Multithreaded Programming and Memory Visibility

See also: Memory model (programming)

Multithreaded programs usually use synchronization primitives provided by a high-level programming environment, such as Java and .NET Framework, or an application programming interface (API) such as POSIX Threads or Windows API. Primitives such as mutexes and semaphores are provided to synchronize access to resources from parallel threads of execution. These primitives are usually implemented with the memory barriers required to provide the expected memory visibility semantics. In such environments explicit use of memory barriers is not generally necessary.

Each API or programming environment in principle has its own high-level memory model that defines its memory visibility semantics. Although programmers do not usually need to use memory barriers in such high level environments, it is important to understand their memory visibility semantics, to the extent possible. Such understanding is not necessarily easy to achieve because memory visibility semantics are not always consistently specified or documented.

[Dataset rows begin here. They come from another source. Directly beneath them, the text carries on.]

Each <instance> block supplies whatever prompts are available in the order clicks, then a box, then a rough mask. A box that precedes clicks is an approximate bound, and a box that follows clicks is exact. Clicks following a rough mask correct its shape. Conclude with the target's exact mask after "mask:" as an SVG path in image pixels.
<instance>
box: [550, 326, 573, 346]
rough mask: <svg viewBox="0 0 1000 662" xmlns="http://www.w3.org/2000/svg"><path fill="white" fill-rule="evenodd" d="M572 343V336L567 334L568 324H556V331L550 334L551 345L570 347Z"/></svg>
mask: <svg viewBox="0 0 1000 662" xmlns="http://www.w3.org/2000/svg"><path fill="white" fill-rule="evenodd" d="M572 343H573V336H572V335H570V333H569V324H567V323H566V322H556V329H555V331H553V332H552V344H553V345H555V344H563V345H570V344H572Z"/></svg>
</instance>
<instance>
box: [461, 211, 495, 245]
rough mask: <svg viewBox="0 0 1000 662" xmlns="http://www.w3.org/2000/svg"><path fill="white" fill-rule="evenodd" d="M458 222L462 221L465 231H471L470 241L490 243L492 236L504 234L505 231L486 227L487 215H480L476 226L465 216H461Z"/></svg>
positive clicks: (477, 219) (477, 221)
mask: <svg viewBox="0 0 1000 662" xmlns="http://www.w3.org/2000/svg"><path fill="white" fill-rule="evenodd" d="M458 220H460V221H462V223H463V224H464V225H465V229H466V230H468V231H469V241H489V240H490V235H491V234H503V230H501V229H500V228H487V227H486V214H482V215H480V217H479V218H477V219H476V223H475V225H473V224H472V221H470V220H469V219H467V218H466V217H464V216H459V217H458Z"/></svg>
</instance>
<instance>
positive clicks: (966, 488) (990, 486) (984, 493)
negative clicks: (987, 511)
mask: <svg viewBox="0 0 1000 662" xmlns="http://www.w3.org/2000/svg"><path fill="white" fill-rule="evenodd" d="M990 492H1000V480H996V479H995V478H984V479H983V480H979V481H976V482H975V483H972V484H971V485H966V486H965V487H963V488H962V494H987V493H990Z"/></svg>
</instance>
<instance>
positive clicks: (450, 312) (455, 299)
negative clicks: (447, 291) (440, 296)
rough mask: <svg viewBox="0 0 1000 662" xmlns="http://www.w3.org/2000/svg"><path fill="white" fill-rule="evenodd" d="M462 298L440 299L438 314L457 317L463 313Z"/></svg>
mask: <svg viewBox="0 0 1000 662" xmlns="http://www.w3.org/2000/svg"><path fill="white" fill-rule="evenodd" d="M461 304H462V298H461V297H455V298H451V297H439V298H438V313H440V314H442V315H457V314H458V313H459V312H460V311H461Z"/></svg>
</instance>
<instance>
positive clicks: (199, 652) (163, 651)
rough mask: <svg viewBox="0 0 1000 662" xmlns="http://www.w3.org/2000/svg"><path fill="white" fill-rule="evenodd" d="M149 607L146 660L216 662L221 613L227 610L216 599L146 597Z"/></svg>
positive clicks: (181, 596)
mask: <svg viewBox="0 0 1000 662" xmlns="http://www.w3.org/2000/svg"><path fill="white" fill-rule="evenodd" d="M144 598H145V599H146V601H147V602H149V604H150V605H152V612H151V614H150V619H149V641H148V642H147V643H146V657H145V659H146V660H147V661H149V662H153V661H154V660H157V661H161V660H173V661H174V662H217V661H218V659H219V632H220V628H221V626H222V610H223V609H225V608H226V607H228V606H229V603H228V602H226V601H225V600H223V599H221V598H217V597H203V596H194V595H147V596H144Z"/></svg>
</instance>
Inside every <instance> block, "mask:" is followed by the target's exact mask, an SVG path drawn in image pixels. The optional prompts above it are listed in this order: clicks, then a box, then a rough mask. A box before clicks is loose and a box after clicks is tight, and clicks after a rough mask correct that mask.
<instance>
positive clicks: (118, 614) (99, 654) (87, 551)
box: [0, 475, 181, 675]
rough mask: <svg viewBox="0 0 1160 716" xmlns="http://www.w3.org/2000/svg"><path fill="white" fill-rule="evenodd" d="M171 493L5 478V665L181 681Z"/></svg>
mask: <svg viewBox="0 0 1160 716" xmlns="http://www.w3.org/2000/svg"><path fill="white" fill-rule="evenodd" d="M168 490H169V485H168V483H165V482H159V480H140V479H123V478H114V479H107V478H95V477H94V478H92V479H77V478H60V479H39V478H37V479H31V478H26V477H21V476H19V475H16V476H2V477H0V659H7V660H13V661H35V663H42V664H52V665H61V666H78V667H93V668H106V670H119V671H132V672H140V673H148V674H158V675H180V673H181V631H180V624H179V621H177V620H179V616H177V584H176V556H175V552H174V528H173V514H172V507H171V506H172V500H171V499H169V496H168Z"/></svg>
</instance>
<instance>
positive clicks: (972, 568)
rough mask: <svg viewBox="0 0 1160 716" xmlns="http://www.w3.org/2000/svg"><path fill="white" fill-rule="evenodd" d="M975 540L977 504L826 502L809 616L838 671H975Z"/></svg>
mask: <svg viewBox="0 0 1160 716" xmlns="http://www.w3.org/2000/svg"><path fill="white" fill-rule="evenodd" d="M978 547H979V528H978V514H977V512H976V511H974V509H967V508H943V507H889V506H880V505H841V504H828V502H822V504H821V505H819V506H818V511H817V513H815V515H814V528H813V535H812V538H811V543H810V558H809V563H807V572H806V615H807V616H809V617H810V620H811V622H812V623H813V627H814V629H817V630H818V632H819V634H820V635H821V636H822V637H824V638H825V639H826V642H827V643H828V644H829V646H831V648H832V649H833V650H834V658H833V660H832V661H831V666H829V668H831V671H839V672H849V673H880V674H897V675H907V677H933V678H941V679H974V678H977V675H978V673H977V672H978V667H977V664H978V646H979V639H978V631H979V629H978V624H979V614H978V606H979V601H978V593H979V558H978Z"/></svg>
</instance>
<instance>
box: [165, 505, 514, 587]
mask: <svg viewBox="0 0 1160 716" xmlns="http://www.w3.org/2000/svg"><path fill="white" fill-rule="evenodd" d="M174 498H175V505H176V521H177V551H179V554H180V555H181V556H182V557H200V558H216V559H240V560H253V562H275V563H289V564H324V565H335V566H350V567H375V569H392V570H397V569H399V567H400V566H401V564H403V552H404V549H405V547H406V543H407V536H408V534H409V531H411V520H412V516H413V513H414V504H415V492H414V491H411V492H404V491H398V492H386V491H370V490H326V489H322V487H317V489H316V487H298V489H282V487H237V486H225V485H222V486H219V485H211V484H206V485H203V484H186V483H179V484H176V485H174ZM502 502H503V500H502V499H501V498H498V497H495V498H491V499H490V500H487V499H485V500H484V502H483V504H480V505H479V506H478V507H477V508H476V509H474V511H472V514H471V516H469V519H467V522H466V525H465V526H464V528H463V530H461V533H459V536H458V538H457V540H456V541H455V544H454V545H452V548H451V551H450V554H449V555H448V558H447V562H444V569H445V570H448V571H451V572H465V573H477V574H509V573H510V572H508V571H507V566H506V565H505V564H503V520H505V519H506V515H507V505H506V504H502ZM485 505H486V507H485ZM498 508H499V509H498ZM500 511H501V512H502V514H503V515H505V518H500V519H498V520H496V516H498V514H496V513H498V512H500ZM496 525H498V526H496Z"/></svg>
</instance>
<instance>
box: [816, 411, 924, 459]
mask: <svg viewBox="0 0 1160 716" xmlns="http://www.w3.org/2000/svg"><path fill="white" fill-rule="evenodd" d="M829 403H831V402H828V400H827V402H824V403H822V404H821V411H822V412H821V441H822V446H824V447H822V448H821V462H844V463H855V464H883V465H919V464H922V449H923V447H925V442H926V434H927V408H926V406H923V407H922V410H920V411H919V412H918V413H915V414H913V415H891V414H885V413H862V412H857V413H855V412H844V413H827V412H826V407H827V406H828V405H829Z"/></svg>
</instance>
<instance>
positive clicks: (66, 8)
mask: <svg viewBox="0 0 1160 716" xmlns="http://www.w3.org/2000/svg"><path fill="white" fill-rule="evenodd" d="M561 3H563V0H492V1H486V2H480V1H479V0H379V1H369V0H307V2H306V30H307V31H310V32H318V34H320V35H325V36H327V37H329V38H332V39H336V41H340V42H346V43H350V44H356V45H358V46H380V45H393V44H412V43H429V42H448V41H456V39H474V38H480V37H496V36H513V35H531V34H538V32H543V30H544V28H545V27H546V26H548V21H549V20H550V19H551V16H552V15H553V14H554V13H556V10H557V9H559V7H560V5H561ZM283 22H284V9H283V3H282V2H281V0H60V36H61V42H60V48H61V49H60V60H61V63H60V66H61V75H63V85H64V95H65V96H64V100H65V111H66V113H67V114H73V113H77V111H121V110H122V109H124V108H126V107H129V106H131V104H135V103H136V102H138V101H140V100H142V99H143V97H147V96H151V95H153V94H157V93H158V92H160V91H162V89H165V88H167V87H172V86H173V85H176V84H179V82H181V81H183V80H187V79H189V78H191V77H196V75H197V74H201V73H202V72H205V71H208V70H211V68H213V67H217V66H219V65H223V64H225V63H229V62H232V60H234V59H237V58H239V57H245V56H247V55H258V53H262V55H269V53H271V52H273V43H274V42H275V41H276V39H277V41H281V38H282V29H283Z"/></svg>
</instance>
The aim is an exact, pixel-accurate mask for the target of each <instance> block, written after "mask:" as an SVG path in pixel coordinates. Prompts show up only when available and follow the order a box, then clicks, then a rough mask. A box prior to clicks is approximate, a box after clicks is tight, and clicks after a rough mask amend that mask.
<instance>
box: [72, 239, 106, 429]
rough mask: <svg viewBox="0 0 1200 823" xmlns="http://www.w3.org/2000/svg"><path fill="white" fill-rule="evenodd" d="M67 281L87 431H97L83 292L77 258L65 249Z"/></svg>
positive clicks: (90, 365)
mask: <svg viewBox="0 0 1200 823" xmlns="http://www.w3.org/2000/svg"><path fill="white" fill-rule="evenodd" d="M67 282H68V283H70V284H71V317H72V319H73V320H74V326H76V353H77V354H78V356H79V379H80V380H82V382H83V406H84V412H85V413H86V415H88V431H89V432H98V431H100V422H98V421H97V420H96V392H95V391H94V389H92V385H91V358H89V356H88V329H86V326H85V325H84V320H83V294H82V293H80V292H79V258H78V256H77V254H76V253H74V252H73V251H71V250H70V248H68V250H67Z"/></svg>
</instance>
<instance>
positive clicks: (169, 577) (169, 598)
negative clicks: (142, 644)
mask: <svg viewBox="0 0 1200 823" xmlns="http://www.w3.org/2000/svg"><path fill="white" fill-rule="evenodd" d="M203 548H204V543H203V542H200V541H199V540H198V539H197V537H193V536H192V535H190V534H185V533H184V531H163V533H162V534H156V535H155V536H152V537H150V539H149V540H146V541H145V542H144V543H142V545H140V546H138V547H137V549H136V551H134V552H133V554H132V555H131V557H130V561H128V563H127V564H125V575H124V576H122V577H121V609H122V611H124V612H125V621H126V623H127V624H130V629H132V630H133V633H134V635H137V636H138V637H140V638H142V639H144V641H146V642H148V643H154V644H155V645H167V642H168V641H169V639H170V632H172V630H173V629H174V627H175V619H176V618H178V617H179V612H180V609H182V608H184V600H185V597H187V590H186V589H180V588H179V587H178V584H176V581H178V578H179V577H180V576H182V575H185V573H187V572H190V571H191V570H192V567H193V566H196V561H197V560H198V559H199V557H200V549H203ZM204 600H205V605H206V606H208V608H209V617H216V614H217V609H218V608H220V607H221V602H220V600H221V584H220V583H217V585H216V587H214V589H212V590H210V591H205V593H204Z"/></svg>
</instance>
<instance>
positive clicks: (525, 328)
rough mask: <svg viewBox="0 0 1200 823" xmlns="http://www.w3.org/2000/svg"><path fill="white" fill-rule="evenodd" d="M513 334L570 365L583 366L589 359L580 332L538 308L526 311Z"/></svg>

Just as programming language semantics are defined at a different level of abstraction than machine language opcodes, a programming environment's memory model is defined at a different level of abstraction than that of a hardware memory model. It is important to understand this distinction and realize that there is not always a simple mapping between low-level hardware memory barrier semantics and the high-level memory visibility semantics of a particular programming environment. As a result, a particular platform's implementation of (say) POSIX Threads may employ stronger barriers than required by the specification. Programs which take advantage of memory visibility as-implemented rather than as-specified may not be portable.